Je ne sais pourquoi ce nom d’Amélie, en tombant de la bouche du monstre, me fit passer un frisson par le corps, et me rappela la jeune et délicieuse créature que j’avais vue, à peine une heure auparavant, insultée par la populace pour avoir sauvé une relique.

— Laissons là cette aristocrate qui ne m’intéresse pas, répondis-je au citoyen Pistache, et revenons à la composition du comité révolutionnaire, dont tu fais partie.

— Notre comité révolutionnaire, reprit Pistache, après un court moment de silence, présente, vu de loin, un aspect imposant et terrible ; mais, examiné de près, on s’aperçoit qu’il est misérablement composé. Il compte neuf membres, y compris moi. Quatre de ces membres sont des hommes tellement nuls, que, pour un oui ou un non, pour s’exalter où s’enthousiasmer, ils attendent que leurs collégues aient dit oui ou non, se soient exaltés ou enthousiasmés ! Ils sont par eux-mêmes incapables de prendre une résolution ou une initiative.

Demain, je leur ferai crier à mon gré : Vive le drapeau tricolore ! ou vive les lis ! Vive la république ! ou vive la monarchie absolue ! Ces quatre voix que je déplace à volonté, et qui forment à elles seules à peu près la majorité, me rendent chaque jour de grands services et m’assurent de l’’accomplissement de toutes mes volontés.

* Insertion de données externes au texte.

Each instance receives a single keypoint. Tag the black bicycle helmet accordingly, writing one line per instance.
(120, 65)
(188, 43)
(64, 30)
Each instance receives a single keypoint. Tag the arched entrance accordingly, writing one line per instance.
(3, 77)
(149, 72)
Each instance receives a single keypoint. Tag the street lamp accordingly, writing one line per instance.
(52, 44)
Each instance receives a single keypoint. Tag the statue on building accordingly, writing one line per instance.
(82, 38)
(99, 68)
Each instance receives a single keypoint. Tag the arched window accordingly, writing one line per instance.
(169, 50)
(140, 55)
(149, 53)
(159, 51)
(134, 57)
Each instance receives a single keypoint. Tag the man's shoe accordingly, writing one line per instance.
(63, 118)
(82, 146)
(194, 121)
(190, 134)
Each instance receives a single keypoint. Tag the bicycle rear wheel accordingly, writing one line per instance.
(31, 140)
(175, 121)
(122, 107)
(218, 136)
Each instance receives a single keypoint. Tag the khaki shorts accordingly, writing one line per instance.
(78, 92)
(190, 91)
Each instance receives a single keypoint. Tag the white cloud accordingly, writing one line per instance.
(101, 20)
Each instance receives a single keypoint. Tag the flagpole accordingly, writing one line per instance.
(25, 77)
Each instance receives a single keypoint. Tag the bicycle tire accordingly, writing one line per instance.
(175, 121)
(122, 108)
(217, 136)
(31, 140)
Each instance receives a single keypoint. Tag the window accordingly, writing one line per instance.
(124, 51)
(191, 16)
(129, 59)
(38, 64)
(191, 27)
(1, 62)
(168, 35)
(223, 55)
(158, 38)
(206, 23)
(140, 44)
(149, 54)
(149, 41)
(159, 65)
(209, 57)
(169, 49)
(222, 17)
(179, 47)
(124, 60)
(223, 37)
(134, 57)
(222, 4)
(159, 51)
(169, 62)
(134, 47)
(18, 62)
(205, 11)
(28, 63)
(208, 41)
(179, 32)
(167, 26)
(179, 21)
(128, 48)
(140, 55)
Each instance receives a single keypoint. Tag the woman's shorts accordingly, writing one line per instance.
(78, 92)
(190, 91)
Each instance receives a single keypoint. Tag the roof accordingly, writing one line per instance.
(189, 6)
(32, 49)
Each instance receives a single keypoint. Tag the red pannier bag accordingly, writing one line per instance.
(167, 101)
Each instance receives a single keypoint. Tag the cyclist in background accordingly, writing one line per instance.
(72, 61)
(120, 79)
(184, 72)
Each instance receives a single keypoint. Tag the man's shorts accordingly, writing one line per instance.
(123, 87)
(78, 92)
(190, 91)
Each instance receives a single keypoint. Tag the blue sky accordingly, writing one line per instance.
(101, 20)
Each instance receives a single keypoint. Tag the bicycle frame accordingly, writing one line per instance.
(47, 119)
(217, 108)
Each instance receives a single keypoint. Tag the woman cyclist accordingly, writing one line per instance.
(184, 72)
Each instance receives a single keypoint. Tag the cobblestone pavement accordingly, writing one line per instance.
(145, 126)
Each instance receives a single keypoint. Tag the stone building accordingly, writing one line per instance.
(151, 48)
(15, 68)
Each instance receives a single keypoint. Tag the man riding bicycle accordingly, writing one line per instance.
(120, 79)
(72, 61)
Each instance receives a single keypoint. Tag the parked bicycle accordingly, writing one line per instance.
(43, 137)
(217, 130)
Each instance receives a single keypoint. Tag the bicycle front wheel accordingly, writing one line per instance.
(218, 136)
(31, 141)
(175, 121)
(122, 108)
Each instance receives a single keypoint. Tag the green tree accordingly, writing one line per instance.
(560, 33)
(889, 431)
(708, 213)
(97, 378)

Quant à l’autre moitié qui compose le tout du comité, l’un des membres serait peut-être un grand républicain s’il n’était sous le joug d’une avarice rapace et comme on en voit peu. Je suis assez porté à croire que cet homme déteste les aristocrates d’une haine violente, ainsi qu’il le prétend ; mais ce dont je suis sûr, c’est que personne n’apprécie plus que lui leur or. On sait d’avance le taux qu’il met à un élargissement, à une arrestation, aux permis de passer, à un permis de parler à un détenu, à un lever de scellé.

— Mais, si cela est connu, citoyen Pistache, comment cet avare peut-il garder sa place et conserver la confiance du peuple ?

— Tu oublies, adjudant, que beaucoup de nobles et d’aristocrates, obligés de fuir en toute hâte, se trouvent réduits à une profonde misère ! Mon avare les fait poursuivre à outrance, arrêter, incarcérer et guillotiner avec un zèle sans pareil, et cela suffit pour maintenir sa popularité ! Au reste, ce n’est pas un mauvais diable, et nous faisons par-ci par-là quelques bonnes affaires ensemble.

Récapitulons : les quatre indécis que je mène à mon gré, l’avare que je sais prendre par l’intérêt, puis enfin moi, cela fait six voix sur neuf dont je dispose. Tu vois qu’à vrai dire je suis le seul et unique maître de la ville, et quand je crie : Vive la révolution ! c’est absolument comme si je criais : Vive moi, Pistache-Carotte Marcotte !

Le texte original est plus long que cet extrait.